O mercado toma café, almoça e janta, mas ficou todo arrepiado e histérico quando Lula repetiu o que vem falando há décadas: que o combate à fome é sua prioridade. E que é preciso discutir, sim, o que é gasto, o que é investimento, regra de ouro e outros parâmetros que acabam deixando pouco espaço para incluir o pobre no orçamento público.
Lula tem legitimidade para pautar esse debate. Não é um doidivanas. Tem histórico de responsabilidade fiscal em seus dois mandatos anteriores. A equipe de transição (com Alckmin no comando e a presença de Pérsio Arida e Lara Resende entre seus economistas) também aponta para o equilíbrio entre o controle das contas e as urgências sociais neste terceiro mandato, como os 33 milhões de brasileiros de barriga vazia.
Não há razão para o pânico da semana passada, reverberado pelos bonecos de ventríloquo do mercado na mídia. “O mercado está tenso”, “o mercado está nervoso”, repetiram talking heads, como num jogral. Já vimos esse filme.
Em 2002, o mercado também pressionou para o anúncio do ministro da Fazenda, num quadro de muitas fragilidades e dúvidas sobre o que seria a política econômica petista. Lula anunciou Palocci em dezembro. Não há por que fazer diferente agora, submetendo-se à chantagem de quem apostou (aposta?) contra ele.
Lula terá que compor seu governo num cenário interno muito mais complexo que o de 20 anos atrás.
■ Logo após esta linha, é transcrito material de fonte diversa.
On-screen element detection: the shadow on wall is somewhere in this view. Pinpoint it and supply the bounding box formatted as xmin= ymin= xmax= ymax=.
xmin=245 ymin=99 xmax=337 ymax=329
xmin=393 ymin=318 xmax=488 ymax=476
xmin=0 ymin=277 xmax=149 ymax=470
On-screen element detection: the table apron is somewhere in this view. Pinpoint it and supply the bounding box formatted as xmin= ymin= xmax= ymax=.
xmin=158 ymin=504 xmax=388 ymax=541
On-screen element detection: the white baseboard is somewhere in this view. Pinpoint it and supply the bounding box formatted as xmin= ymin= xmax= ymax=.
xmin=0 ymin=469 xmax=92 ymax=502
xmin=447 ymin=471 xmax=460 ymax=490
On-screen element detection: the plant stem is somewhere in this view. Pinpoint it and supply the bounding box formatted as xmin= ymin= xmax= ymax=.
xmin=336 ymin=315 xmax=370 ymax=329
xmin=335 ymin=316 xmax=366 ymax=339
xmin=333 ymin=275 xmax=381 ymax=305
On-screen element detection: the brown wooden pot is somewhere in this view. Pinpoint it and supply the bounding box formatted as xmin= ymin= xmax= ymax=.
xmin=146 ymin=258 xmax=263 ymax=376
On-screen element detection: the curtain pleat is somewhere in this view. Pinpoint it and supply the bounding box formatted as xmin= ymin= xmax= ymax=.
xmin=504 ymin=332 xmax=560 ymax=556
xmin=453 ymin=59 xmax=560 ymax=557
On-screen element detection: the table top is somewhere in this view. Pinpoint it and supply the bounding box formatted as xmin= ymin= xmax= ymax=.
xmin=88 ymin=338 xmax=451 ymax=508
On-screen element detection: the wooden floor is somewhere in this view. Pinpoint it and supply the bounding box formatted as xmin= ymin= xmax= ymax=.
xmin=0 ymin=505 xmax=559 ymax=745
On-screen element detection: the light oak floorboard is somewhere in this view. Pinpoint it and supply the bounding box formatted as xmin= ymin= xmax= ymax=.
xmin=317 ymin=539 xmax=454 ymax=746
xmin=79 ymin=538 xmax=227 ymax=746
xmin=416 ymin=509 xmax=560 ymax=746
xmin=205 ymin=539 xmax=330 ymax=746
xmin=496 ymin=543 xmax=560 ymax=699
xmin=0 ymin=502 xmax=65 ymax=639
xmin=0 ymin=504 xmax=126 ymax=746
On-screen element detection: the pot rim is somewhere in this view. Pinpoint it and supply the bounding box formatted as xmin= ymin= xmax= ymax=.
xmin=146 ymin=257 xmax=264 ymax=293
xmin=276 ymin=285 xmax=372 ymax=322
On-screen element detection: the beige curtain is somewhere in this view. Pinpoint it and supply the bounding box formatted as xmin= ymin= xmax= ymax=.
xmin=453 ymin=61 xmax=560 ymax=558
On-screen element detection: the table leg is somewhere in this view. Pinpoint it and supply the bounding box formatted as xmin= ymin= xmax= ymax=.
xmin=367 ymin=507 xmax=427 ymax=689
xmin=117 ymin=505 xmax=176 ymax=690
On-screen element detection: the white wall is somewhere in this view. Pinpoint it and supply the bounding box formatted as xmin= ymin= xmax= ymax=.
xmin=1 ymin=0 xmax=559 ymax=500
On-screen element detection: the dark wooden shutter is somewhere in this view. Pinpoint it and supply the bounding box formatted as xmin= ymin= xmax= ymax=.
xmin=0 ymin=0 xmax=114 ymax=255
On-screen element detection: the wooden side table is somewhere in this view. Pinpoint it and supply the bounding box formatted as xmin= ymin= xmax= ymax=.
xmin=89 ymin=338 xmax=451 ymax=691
Sua base de apoio parte de um extenso (e contraditório) arco de alianças políticas. No Congresso, partidos semelhantes a facções criminosas estão fortalecidos. Bolsonaro deixou terra arrasada.
Lá fora, há uma guerra de desfecho imprevisível como parte de uma disputa por hegemonia mundial. E a crise climática impõe a transição para uma economia de baixo carbono que exigirá imensa capacidade de articulação com o setor produtivo. Ao mercado e seus porta-vozes, deixo uma dica para acalmar os nervos: chá de camomila ou cidreira. É tiro e queda.